Cocooning nous rappelle la performance de Françoise Janicot réalisée pour la première fois en 1972. Lors de sa performance, Encoconage, Françoise Janicot enroulait progressivement une corde blanche autour de son propre corps. La corde recouvrait totalement son corps, puis son visage jusqu’à ce que l’artiste ne puisse plus respirer. Une personne extérieure devait venir rompre la corde pour libérer l’artiste suffocante. En 1972, Françoise Janicot dénonçait la condition oppressante des femmes, notamment des femmes artistes qui souffraient du manque flagrant de visibilité. Burghi s’inscrit volontiers dans l’héritage artistique féministe, elle a récemment fait de choix de broder la série « Notre Sang ». En passant du dessin à la broderie, Cathy Burghi donne une nouvelle dimension à ses femmes. Si ses œuvres dessinées traitent d’une intimité et d’une expérience personnelle forte, l’acte de broder est en lien avec la peau, le corps, que l’artiste perce et tisse à la fois.

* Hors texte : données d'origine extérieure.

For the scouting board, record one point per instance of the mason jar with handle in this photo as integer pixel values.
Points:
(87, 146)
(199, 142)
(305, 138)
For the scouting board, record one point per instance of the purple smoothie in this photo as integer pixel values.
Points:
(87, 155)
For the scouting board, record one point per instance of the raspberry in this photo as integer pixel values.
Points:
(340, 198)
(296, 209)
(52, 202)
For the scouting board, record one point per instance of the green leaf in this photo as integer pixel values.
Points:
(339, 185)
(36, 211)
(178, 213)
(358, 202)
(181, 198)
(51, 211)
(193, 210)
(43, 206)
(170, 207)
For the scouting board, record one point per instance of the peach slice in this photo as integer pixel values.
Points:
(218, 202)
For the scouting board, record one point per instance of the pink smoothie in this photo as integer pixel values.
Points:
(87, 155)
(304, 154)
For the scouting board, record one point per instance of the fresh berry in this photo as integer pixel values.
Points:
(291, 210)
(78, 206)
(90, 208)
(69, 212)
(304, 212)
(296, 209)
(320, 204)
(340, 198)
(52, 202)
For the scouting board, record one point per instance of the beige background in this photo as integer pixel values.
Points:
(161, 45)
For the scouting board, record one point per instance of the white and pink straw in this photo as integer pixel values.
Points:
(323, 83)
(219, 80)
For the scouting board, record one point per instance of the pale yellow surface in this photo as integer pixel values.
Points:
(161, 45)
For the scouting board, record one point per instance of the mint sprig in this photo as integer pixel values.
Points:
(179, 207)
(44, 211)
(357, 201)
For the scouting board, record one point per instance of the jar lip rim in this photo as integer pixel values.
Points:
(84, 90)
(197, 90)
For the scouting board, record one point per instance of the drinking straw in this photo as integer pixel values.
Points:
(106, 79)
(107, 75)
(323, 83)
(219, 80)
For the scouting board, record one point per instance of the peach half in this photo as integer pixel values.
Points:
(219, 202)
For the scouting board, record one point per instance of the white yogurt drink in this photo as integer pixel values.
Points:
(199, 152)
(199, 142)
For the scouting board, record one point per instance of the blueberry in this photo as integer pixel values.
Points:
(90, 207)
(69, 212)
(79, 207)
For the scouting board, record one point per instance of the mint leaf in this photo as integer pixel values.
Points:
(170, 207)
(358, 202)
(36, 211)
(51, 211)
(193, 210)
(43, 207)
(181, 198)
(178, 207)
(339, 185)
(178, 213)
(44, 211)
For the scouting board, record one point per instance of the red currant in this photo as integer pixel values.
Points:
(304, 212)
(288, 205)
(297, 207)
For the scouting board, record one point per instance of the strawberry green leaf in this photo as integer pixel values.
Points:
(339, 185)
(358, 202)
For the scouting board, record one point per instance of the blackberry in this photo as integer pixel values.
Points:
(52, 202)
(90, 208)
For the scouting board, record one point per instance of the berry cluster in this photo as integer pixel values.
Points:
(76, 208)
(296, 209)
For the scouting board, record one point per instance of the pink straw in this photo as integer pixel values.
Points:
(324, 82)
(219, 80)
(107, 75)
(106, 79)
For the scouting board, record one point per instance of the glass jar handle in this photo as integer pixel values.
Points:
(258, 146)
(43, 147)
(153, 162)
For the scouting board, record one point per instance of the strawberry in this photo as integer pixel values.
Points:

En 2010, Cathy Burghi libère ses femmes du carcan patriarcal. Elles portent des robes courtes, des talons aiguilles, elles dansent ou se battent. Les femmes qu’elle représente sont les fruits des luttes antérieures, elles incarnent une résistance permanente. Ses peintures expriment la puissance de la condition féminine tout en s’appuyant sur ses failles et ses fragilités. Elles mettent en scène une nouvelle sensibilité qui est celle des femmes d’aujourd’hui.
[1] Statement de l’artiste. [En ligne] : http://www.cathyburghi.fr/.
[1] Les mots de Cathy Burghi tout au long du texte sont extraits d’un entretien mené avec l’artiste en juillet 2010.